17. Asclépiade ou Posidippe. — Non, pas d’amour féminin en mon cœur ! D’une mâle passion je brûle, brasier que rien n’éteint. Plus terrible est ce feu ! Autant le mâle en force surpasse la femelle, autant la passion qu’il inspire est plus vive.

115. Anonyme. — J’ai bu la folie sans mélange ; tout grisé de paroles je me suis armé pour la route d’une grande déraison. J’irai au cômos.
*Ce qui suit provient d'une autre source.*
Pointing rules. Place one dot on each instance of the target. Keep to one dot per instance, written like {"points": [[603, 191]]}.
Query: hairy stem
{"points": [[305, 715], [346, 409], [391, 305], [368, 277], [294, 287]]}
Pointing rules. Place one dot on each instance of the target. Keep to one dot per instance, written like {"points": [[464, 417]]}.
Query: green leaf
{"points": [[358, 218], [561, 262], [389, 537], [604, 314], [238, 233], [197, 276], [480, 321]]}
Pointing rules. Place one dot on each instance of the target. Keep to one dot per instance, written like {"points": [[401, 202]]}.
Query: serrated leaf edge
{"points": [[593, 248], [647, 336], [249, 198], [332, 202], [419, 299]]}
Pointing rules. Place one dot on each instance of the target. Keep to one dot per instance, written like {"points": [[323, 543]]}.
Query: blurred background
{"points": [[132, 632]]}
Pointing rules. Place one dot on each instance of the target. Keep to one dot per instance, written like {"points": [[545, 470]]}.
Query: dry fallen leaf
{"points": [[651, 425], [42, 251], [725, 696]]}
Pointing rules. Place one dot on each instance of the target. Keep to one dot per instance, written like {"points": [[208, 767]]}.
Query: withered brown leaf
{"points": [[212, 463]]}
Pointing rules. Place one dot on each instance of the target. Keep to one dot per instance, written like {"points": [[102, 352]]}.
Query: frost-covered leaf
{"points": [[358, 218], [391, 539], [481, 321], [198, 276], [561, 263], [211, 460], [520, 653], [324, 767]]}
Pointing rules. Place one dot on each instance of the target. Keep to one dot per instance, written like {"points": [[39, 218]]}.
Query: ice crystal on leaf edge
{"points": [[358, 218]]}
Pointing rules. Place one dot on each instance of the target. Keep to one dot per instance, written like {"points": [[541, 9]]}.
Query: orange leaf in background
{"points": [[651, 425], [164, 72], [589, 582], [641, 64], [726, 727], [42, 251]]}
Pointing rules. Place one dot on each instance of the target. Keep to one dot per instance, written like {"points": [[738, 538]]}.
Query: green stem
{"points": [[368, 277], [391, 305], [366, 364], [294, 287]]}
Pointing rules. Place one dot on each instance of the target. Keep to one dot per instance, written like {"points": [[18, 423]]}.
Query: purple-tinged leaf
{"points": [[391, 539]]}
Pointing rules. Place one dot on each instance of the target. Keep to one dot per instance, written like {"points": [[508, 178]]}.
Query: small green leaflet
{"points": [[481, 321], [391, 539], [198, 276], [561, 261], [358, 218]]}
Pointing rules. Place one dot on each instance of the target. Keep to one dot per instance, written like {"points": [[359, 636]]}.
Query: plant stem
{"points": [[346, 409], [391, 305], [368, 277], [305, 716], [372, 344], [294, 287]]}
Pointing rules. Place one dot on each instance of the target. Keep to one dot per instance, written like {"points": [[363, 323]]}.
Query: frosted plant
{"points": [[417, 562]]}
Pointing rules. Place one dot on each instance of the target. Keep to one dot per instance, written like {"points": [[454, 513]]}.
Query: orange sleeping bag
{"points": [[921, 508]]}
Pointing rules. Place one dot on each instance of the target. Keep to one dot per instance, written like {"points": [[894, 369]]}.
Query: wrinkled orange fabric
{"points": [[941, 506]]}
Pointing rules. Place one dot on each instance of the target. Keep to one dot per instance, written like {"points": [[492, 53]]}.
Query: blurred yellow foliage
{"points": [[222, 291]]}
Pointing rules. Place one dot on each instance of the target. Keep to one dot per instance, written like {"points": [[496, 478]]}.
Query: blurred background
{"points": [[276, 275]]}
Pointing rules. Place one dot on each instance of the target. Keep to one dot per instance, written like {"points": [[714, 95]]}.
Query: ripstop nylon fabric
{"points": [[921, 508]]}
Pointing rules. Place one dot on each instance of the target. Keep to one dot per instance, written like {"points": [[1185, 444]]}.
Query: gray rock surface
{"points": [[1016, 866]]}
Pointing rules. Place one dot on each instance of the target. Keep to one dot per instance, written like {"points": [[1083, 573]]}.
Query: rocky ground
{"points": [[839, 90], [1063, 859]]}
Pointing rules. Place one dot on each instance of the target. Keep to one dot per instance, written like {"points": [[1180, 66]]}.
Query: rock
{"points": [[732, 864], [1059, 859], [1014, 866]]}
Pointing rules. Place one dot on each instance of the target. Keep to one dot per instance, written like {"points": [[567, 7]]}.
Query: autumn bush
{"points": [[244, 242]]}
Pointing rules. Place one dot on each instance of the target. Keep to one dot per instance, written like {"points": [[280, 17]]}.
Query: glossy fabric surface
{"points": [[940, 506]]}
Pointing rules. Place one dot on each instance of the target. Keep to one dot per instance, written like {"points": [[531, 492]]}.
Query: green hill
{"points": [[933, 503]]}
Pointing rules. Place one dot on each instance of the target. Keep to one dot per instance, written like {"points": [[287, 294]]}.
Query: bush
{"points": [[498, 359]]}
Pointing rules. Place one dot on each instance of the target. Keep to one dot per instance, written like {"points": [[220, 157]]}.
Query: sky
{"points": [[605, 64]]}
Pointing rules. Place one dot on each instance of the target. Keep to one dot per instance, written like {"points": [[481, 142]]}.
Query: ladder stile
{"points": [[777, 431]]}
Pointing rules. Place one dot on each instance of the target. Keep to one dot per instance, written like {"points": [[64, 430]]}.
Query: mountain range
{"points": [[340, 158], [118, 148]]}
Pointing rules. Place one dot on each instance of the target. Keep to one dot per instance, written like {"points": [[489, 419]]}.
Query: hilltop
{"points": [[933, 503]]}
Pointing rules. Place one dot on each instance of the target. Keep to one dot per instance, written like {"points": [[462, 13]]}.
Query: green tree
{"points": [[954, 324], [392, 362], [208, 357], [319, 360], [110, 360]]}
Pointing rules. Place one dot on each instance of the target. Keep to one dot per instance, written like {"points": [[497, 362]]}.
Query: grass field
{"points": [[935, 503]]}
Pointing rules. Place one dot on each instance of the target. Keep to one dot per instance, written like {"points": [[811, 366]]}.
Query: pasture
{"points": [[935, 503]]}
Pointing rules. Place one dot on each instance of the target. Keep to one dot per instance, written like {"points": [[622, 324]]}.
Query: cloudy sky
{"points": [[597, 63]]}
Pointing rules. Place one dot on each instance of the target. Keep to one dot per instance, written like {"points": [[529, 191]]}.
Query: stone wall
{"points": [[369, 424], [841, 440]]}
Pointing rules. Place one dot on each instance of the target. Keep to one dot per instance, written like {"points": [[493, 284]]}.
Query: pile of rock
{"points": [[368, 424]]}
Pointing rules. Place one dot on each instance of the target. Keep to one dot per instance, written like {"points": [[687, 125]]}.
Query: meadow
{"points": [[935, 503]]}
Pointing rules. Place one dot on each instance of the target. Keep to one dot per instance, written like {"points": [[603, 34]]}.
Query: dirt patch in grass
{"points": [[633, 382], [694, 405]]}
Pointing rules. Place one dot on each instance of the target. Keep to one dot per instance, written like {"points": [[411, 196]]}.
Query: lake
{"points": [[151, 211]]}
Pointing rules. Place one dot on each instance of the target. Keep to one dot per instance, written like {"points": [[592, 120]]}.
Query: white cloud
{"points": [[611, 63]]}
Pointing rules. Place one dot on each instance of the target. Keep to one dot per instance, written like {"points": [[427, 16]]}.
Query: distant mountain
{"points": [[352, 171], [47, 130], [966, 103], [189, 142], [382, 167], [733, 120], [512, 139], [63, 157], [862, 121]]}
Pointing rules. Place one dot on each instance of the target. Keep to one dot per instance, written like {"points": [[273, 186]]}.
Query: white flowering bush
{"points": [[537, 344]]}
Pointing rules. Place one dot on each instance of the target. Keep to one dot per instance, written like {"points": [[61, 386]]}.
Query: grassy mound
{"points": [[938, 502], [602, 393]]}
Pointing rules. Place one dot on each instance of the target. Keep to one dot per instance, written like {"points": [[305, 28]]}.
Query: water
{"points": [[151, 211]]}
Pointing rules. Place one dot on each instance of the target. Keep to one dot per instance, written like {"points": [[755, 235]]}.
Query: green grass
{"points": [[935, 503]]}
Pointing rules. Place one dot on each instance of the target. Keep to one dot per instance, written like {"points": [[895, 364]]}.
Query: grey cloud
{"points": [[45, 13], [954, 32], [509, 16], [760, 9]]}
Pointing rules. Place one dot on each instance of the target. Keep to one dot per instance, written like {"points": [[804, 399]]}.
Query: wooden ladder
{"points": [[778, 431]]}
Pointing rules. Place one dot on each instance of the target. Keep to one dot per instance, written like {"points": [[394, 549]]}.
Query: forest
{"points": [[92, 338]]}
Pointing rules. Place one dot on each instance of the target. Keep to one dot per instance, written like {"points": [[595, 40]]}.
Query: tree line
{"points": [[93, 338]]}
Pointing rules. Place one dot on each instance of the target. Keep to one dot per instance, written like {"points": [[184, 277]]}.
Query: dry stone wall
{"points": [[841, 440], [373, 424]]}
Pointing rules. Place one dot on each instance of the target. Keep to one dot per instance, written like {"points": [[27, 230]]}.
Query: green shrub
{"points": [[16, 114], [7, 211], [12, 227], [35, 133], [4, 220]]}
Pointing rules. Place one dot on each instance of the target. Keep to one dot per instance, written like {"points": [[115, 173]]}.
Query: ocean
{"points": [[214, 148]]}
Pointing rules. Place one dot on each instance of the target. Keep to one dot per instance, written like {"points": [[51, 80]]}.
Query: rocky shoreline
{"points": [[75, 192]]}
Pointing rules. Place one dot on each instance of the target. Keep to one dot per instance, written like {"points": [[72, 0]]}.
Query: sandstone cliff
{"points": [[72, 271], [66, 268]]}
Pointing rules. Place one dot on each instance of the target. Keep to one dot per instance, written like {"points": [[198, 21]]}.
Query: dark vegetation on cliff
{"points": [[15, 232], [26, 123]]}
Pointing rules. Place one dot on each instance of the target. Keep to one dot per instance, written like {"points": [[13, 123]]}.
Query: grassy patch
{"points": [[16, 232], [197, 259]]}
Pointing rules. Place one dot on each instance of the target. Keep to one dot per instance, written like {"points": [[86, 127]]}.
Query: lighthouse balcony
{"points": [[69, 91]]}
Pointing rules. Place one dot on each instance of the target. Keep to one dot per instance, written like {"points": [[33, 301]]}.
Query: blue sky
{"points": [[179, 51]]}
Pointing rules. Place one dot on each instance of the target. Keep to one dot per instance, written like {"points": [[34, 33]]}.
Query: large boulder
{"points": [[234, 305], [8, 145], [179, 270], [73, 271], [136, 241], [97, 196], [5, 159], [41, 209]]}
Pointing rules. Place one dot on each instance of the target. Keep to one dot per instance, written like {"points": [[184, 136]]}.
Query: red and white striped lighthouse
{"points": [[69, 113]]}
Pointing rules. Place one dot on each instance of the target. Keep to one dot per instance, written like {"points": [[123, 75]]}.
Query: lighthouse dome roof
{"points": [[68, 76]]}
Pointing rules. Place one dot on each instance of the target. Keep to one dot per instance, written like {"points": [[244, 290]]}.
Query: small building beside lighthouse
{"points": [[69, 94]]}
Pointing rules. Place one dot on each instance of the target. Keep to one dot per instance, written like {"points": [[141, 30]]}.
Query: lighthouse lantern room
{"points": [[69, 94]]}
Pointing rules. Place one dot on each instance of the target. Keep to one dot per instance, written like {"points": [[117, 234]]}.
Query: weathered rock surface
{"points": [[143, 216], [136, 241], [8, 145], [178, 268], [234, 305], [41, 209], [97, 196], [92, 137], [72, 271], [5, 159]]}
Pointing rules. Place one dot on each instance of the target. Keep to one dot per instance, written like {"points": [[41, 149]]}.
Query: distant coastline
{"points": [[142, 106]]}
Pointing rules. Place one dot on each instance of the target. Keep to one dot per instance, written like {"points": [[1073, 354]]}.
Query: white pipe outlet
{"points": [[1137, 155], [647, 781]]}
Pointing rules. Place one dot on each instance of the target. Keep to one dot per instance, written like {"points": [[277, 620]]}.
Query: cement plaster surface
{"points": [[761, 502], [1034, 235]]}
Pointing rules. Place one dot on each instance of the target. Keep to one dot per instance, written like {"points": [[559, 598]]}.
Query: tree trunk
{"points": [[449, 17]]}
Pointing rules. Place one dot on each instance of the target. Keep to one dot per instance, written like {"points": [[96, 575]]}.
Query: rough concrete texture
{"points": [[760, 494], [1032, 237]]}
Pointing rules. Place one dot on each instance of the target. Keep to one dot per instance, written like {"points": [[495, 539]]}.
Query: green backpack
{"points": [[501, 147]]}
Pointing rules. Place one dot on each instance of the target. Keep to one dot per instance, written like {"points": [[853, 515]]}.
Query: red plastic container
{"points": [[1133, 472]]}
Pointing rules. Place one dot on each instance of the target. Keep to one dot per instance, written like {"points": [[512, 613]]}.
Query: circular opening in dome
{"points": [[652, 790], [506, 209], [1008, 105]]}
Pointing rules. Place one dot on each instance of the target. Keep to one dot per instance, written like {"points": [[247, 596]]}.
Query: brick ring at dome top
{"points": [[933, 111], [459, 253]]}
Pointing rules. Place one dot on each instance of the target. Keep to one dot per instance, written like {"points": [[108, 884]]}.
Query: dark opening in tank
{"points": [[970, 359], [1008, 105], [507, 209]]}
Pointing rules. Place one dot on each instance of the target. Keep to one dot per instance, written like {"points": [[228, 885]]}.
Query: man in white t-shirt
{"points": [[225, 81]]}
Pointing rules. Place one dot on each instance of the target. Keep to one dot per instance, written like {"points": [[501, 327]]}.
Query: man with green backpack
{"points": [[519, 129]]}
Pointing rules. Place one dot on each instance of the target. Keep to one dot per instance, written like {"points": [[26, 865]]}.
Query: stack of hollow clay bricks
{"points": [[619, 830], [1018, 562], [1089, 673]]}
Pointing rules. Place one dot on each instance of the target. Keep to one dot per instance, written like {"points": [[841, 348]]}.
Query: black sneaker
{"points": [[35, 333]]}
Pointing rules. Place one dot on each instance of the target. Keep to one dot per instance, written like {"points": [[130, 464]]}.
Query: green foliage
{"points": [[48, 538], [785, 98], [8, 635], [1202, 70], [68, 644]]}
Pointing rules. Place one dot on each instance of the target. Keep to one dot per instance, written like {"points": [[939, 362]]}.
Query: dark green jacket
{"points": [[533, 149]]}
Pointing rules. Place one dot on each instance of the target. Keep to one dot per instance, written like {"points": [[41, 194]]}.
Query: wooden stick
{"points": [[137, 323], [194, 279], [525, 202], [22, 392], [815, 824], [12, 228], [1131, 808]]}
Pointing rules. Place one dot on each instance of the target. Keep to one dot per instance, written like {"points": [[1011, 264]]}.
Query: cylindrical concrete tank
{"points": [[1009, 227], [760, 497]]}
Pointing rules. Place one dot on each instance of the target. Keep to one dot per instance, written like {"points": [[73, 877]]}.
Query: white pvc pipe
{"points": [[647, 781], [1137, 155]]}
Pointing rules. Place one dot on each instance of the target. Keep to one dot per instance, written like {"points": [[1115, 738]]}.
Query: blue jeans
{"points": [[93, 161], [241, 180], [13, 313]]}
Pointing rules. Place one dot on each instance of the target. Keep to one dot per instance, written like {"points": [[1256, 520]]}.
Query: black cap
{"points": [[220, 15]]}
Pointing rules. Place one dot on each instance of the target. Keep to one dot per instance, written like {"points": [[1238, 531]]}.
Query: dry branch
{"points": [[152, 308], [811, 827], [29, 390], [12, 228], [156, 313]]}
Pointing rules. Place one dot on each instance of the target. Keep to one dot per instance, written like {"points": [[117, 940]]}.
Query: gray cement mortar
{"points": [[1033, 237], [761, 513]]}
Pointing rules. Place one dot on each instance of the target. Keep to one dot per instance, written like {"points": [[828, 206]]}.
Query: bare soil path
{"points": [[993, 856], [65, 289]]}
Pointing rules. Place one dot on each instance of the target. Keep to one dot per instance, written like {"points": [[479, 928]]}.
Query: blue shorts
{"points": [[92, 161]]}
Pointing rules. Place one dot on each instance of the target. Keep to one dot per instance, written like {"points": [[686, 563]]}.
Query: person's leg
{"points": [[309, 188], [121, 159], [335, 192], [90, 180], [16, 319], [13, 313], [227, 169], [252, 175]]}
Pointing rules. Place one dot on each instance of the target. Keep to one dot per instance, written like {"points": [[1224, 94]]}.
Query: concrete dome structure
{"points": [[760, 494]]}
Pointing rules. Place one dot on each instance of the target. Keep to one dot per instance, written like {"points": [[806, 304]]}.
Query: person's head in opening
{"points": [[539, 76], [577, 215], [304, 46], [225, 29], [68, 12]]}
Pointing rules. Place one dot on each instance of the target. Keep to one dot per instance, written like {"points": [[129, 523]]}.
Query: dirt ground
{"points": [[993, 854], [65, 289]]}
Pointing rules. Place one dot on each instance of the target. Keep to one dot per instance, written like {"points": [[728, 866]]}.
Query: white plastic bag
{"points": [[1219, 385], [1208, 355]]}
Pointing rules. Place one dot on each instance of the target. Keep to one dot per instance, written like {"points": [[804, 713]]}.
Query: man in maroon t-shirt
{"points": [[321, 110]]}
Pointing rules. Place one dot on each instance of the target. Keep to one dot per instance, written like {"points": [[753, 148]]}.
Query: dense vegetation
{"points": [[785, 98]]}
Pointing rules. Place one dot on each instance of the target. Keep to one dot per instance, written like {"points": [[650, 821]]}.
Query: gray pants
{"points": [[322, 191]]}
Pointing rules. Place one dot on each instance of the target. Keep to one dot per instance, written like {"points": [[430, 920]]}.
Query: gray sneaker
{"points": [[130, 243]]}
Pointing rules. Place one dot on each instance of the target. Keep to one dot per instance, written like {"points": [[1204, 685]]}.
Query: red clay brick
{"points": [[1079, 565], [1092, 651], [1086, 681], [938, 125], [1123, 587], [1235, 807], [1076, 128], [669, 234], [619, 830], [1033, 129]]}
Le tonnerre, les éclairs, je m’en moque : il peut bien les lancer ; j’ai une armure invincible, l’Amour.

Le livre

Anthologie grecque, textes traduits par R. Aubreton, F. Buffière, P. Camelot, A. Dain,
A.-M. Desrousseaux, M. Dumitrescu, J. Guillon, J. Irigoin,
P. Laurens, H. Le Maître, E. des Places, G. Soury et P. Waltz. préface et notes par Pierre Laurens, illustrations par Marin Martinie, Les Belles Lettres, série du Centenaire, 2019, 12 x 19 cm (avec rabats), XL + 712 pages, en librairie le 19 avril 2019, 23 €

Cette anthologie dont la réception française actuelle a nécessité un vaste travail collectif, réunit, en traduction seule, 16 livres, publiés entre 1936 et 2011 dans la Collection des Universités de France.